Hanley charges that in order to "cleave the working class,"
Chicago Mayor Rahm Emanuel "lied" about the drivers’ union
contract, portraying the ten minutes provided for drivers to
inspect their vehicles at the beginning of their shifts as an
indulgent paid "coffee break."  He says Emanuel’s willingness
to mislead the public shows that the "very powerful" see the
importance of allying themselves with transit riders, and his
union has to do the same.

Hanley says that with "about 100 riders for every member" of
ATU, the union needs "to get, first of all, our members
talking to the riders in a more political sense than they
have been.  I mean everyone says good morning and good night,
but there’s not much more going on in most places."

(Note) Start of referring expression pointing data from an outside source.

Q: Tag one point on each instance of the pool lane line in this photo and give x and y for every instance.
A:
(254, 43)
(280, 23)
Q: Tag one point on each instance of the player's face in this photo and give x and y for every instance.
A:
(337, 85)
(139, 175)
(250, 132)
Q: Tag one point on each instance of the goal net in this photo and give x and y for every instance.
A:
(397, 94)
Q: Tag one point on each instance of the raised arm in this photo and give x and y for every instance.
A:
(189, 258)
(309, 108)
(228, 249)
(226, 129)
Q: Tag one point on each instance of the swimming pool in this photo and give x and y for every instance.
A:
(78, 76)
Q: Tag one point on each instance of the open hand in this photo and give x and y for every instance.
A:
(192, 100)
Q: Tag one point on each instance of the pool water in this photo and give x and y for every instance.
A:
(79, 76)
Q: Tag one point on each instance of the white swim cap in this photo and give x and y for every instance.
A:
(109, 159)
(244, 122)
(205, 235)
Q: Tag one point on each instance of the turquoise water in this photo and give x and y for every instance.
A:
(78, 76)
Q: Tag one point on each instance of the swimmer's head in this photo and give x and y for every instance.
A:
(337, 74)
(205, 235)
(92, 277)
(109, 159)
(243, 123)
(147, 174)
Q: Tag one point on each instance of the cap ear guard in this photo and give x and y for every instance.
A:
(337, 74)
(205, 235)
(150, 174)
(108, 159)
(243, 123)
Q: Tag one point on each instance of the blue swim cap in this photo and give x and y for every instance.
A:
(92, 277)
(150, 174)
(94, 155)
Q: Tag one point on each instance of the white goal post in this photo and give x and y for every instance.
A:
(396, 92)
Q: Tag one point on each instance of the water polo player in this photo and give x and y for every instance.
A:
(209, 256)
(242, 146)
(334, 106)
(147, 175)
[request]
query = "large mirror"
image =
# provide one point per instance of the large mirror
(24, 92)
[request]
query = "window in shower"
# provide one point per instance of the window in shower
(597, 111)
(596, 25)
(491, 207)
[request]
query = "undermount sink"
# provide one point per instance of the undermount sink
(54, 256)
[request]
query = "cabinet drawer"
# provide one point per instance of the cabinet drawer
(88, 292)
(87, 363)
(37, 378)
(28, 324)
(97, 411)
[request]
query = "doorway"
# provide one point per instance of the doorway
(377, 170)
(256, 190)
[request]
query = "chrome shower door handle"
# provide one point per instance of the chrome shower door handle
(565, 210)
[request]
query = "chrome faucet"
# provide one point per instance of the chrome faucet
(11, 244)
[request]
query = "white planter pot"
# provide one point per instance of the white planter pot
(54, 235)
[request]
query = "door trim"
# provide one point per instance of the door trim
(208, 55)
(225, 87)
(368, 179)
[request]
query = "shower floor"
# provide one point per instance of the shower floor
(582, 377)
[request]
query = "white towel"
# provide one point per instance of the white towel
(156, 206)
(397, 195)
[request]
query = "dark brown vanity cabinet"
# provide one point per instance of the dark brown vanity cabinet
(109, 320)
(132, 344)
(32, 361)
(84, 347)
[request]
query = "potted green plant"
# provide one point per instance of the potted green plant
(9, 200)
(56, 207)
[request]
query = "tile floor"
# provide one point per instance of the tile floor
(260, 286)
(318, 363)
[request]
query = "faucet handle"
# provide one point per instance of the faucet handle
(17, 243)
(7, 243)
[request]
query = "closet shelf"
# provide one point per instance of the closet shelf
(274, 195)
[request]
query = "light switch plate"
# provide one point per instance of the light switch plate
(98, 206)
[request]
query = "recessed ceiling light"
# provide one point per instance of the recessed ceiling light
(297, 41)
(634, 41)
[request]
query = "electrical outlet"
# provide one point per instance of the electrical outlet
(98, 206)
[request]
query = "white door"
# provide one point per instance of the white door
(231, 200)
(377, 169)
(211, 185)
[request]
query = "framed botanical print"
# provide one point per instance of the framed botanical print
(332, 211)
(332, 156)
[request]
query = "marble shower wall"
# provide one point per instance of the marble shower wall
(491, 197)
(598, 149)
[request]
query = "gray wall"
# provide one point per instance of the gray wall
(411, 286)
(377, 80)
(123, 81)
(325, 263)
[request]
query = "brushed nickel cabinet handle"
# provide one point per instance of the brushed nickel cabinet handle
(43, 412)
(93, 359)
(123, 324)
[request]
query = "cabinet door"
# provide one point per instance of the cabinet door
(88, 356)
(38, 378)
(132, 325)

If the coalition effort is successful, says Hanley, raising
transit fares will eventually become politically dangerous in
the same way that raising taxes is today.  Attempts to cut
service will be met by "an organized lobby screaming and
saying we need better transit. Don’t build the bridge to
nowhere - build the bus to someplace."  He adds, "we want our
pastors to see us as allies, and we know when that happens,
then people like Rahm can’t come in and say, ‘Oh, they make
too much money.’"

ATU’s new focus comes with a cost: a shift of resources away
from organizing more drivers -public sector or private-into
the union.  While ATU has continued to do some new worker
organizing, Hanley says, "I could go out and organize 100,000
people and spend a fortune trying to get them contracts, but
what am I doing to change the overall picture by doing that?
Not enough- we’re on a trajectory that has to be turned around
too quickly."

Hanley argues that the US labor movement has been too slow in
responding to intensifying threats, and too quick to offer
concessions: "My view is you’re feeding jelly beans to the
bear, because at some point, you’re going to say no, I’m not
going to feed the bear anymore -I ran out of jelly beans.
And then you’re going to have a fight.  So the question is
when do you have the fight?" That said, notes Hanley,
"sometimes you do make concessions, you have to."

Hanley says conservatives have been successful at isolating
public workers by "promoting jealousy over unity" and
exploiting "racial messages"just like Ronald Reagan, ‘welfare
queens.’"  The subtext, says Hanley, is "those are benefits
for other people, not for us."  But he draws hope from recent
local referenda in which voters have chosen to raise their
taxes in order to fund transit - including in Wisconsin.

Hanley contrasts the current atmosphere of resentment with
the attitudes he saw on September 11, 2011: "It was like the
first time in my whole career where I thought that average
people really understood the value of government services,
and the fact that when the bell rings, our guys are the ones
that go in. And the idea that a few years later, there’s this
sweeping attack, saying the people who did that aren’t
entitled to pensions, aren’t entitled to healthcare, make too
much money, it’s just amazing to me.  It’s [an] amazing
turnaround in the public framing of how our society works."